Final answer:
Using the kinematic equation where displacement is zero and solving for time, we find that the rock was in the air for approximately 3.95 seconds. As the options provided are rounded, the closest option is A) 3.94 seconds for the total time the rock was airborne.
Step-by-step explanation:
To calculate how long the rock was in the air, we can use the kinematic equation for uniformly accelerated motion without initial displacement:
s = ut + \frac{1}{2}at^2
In this case, the displacement s is zero since the rock returns to the thrower's hand, the initial velocity u is 19.4 m/s, and the acceleration a due to gravity is -9.81 m/s². Setting displacement to zero and solving the quadratic equation for time t gives us the total time the rock spends in the air.

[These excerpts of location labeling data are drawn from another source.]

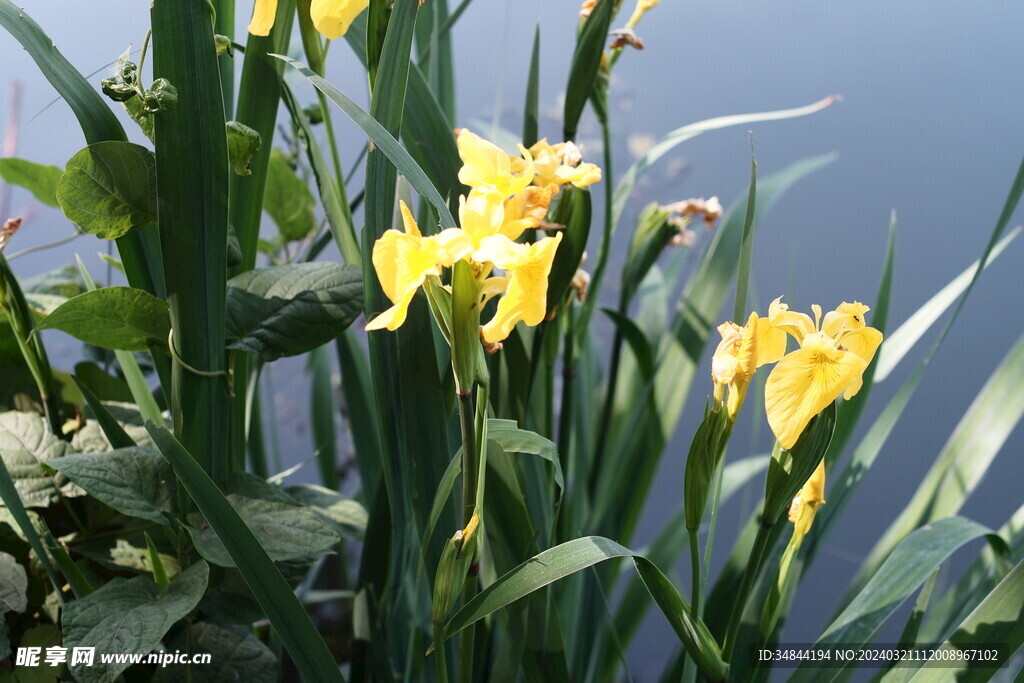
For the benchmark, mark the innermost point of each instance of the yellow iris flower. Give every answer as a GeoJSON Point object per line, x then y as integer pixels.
{"type": "Point", "coordinates": [486, 167]}
{"type": "Point", "coordinates": [404, 260]}
{"type": "Point", "coordinates": [496, 212]}
{"type": "Point", "coordinates": [556, 165]}
{"type": "Point", "coordinates": [740, 352]}
{"type": "Point", "coordinates": [833, 355]}
{"type": "Point", "coordinates": [526, 267]}
{"type": "Point", "coordinates": [331, 17]}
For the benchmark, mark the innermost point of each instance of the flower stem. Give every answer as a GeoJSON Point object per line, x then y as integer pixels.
{"type": "Point", "coordinates": [695, 573]}
{"type": "Point", "coordinates": [750, 577]}
{"type": "Point", "coordinates": [440, 664]}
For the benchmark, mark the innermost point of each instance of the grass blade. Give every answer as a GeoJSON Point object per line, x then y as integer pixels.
{"type": "Point", "coordinates": [629, 180]}
{"type": "Point", "coordinates": [901, 574]}
{"type": "Point", "coordinates": [382, 138]}
{"type": "Point", "coordinates": [271, 591]}
{"type": "Point", "coordinates": [193, 184]}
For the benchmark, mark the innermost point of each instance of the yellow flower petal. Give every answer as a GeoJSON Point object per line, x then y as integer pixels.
{"type": "Point", "coordinates": [332, 17]}
{"type": "Point", "coordinates": [485, 165]}
{"type": "Point", "coordinates": [526, 296]}
{"type": "Point", "coordinates": [525, 211]}
{"type": "Point", "coordinates": [846, 316]}
{"type": "Point", "coordinates": [263, 14]}
{"type": "Point", "coordinates": [481, 213]}
{"type": "Point", "coordinates": [805, 382]}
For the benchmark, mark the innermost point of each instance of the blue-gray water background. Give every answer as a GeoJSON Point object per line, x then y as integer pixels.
{"type": "Point", "coordinates": [930, 125]}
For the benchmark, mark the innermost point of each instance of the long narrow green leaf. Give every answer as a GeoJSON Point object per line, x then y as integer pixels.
{"type": "Point", "coordinates": [8, 494]}
{"type": "Point", "coordinates": [899, 343]}
{"type": "Point", "coordinates": [908, 566]}
{"type": "Point", "coordinates": [573, 556]}
{"type": "Point", "coordinates": [139, 252]}
{"type": "Point", "coordinates": [586, 62]}
{"type": "Point", "coordinates": [999, 619]}
{"type": "Point", "coordinates": [530, 108]}
{"type": "Point", "coordinates": [193, 184]}
{"type": "Point", "coordinates": [382, 138]}
{"type": "Point", "coordinates": [271, 591]}
{"type": "Point", "coordinates": [669, 142]}
{"type": "Point", "coordinates": [965, 459]}
{"type": "Point", "coordinates": [747, 247]}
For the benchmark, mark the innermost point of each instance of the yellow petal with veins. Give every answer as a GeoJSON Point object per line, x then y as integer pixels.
{"type": "Point", "coordinates": [846, 316]}
{"type": "Point", "coordinates": [332, 17]}
{"type": "Point", "coordinates": [485, 165]}
{"type": "Point", "coordinates": [263, 14]}
{"type": "Point", "coordinates": [525, 211]}
{"type": "Point", "coordinates": [526, 295]}
{"type": "Point", "coordinates": [805, 382]}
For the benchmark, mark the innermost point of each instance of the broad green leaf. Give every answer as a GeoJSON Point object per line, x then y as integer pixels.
{"type": "Point", "coordinates": [899, 343]}
{"type": "Point", "coordinates": [996, 620]}
{"type": "Point", "coordinates": [104, 386]}
{"type": "Point", "coordinates": [116, 317]}
{"type": "Point", "coordinates": [26, 442]}
{"type": "Point", "coordinates": [288, 200]}
{"type": "Point", "coordinates": [110, 188]}
{"type": "Point", "coordinates": [586, 62]}
{"type": "Point", "coordinates": [243, 144]}
{"type": "Point", "coordinates": [347, 515]}
{"type": "Point", "coordinates": [964, 460]}
{"type": "Point", "coordinates": [41, 180]}
{"type": "Point", "coordinates": [573, 556]}
{"type": "Point", "coordinates": [286, 528]}
{"type": "Point", "coordinates": [236, 654]}
{"type": "Point", "coordinates": [65, 281]}
{"type": "Point", "coordinates": [286, 613]}
{"type": "Point", "coordinates": [13, 584]}
{"type": "Point", "coordinates": [626, 185]}
{"type": "Point", "coordinates": [384, 140]}
{"type": "Point", "coordinates": [902, 573]}
{"type": "Point", "coordinates": [128, 615]}
{"type": "Point", "coordinates": [135, 481]}
{"type": "Point", "coordinates": [292, 309]}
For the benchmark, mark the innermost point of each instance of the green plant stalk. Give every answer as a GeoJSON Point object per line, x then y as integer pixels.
{"type": "Point", "coordinates": [12, 300]}
{"type": "Point", "coordinates": [694, 572]}
{"type": "Point", "coordinates": [750, 577]}
{"type": "Point", "coordinates": [224, 25]}
{"type": "Point", "coordinates": [259, 97]}
{"type": "Point", "coordinates": [440, 662]}
{"type": "Point", "coordinates": [588, 308]}
{"type": "Point", "coordinates": [193, 185]}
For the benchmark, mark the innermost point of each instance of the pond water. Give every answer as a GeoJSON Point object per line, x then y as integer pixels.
{"type": "Point", "coordinates": [929, 125]}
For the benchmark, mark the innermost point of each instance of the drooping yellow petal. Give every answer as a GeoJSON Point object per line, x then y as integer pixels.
{"type": "Point", "coordinates": [864, 342]}
{"type": "Point", "coordinates": [805, 382]}
{"type": "Point", "coordinates": [807, 501]}
{"type": "Point", "coordinates": [263, 14]}
{"type": "Point", "coordinates": [332, 17]}
{"type": "Point", "coordinates": [485, 165]}
{"type": "Point", "coordinates": [526, 296]}
{"type": "Point", "coordinates": [846, 316]}
{"type": "Point", "coordinates": [524, 211]}
{"type": "Point", "coordinates": [403, 260]}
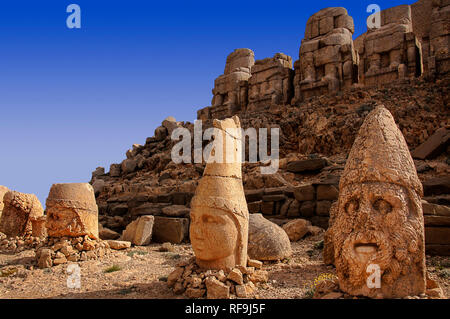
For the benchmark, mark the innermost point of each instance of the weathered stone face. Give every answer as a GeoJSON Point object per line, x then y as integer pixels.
{"type": "Point", "coordinates": [379, 218]}
{"type": "Point", "coordinates": [18, 212]}
{"type": "Point", "coordinates": [3, 191]}
{"type": "Point", "coordinates": [72, 211]}
{"type": "Point", "coordinates": [219, 214]}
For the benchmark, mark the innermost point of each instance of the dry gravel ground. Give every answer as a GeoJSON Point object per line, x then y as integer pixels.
{"type": "Point", "coordinates": [142, 272]}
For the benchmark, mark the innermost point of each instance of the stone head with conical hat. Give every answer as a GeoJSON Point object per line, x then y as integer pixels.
{"type": "Point", "coordinates": [219, 214]}
{"type": "Point", "coordinates": [377, 233]}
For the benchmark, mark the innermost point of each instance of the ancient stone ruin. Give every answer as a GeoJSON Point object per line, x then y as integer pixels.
{"type": "Point", "coordinates": [3, 191]}
{"type": "Point", "coordinates": [379, 219]}
{"type": "Point", "coordinates": [270, 82]}
{"type": "Point", "coordinates": [18, 212]}
{"type": "Point", "coordinates": [219, 214]}
{"type": "Point", "coordinates": [327, 59]}
{"type": "Point", "coordinates": [230, 91]}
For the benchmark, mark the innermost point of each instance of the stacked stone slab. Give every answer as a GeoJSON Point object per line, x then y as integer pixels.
{"type": "Point", "coordinates": [270, 82]}
{"type": "Point", "coordinates": [392, 51]}
{"type": "Point", "coordinates": [439, 60]}
{"type": "Point", "coordinates": [72, 211]}
{"type": "Point", "coordinates": [327, 59]}
{"type": "Point", "coordinates": [231, 89]}
{"type": "Point", "coordinates": [19, 211]}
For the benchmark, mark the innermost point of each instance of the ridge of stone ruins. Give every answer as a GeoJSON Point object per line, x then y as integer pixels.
{"type": "Point", "coordinates": [363, 176]}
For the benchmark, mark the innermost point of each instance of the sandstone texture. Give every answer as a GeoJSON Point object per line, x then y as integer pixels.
{"type": "Point", "coordinates": [379, 219]}
{"type": "Point", "coordinates": [219, 214]}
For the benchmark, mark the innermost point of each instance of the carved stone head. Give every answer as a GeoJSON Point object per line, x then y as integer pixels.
{"type": "Point", "coordinates": [378, 222]}
{"type": "Point", "coordinates": [219, 214]}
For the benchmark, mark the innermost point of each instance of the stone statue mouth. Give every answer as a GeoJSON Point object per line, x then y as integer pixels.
{"type": "Point", "coordinates": [365, 250]}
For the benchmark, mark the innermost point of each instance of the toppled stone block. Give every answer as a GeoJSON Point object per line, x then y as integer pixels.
{"type": "Point", "coordinates": [106, 233]}
{"type": "Point", "coordinates": [436, 186]}
{"type": "Point", "coordinates": [308, 165]}
{"type": "Point", "coordinates": [327, 57]}
{"type": "Point", "coordinates": [216, 289]}
{"type": "Point", "coordinates": [296, 229]}
{"type": "Point", "coordinates": [170, 229]}
{"type": "Point", "coordinates": [118, 244]}
{"type": "Point", "coordinates": [304, 192]}
{"type": "Point", "coordinates": [176, 211]}
{"type": "Point", "coordinates": [391, 51]}
{"type": "Point", "coordinates": [231, 89]}
{"type": "Point", "coordinates": [270, 82]}
{"type": "Point", "coordinates": [266, 240]}
{"type": "Point", "coordinates": [327, 192]}
{"type": "Point", "coordinates": [3, 191]}
{"type": "Point", "coordinates": [18, 212]}
{"type": "Point", "coordinates": [72, 211]}
{"type": "Point", "coordinates": [139, 231]}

0 = (19.4 m/s)t + (1/2)(-9.81 m/s²)t²
This simplifies to:
0 = t(19.4 - 4.905t)
From this equation, one solution for t is zero (at the moment the rock is thrown), and the other is when the t value inside the parenthesis equals zero. Thus, we find the time by:
19.4 m/s = 4.905t
t = 19.4 / 4.905 = 3.95 seconds (approximately)
Since the total time includes the ascent and descent of the rock, and the time to reach the maximum height is half of the total time, the correct answer is A) 3.94 seconds, which is roughly half of 3.95 seconds (rounding down slightly since the options provided are not to two decimal places).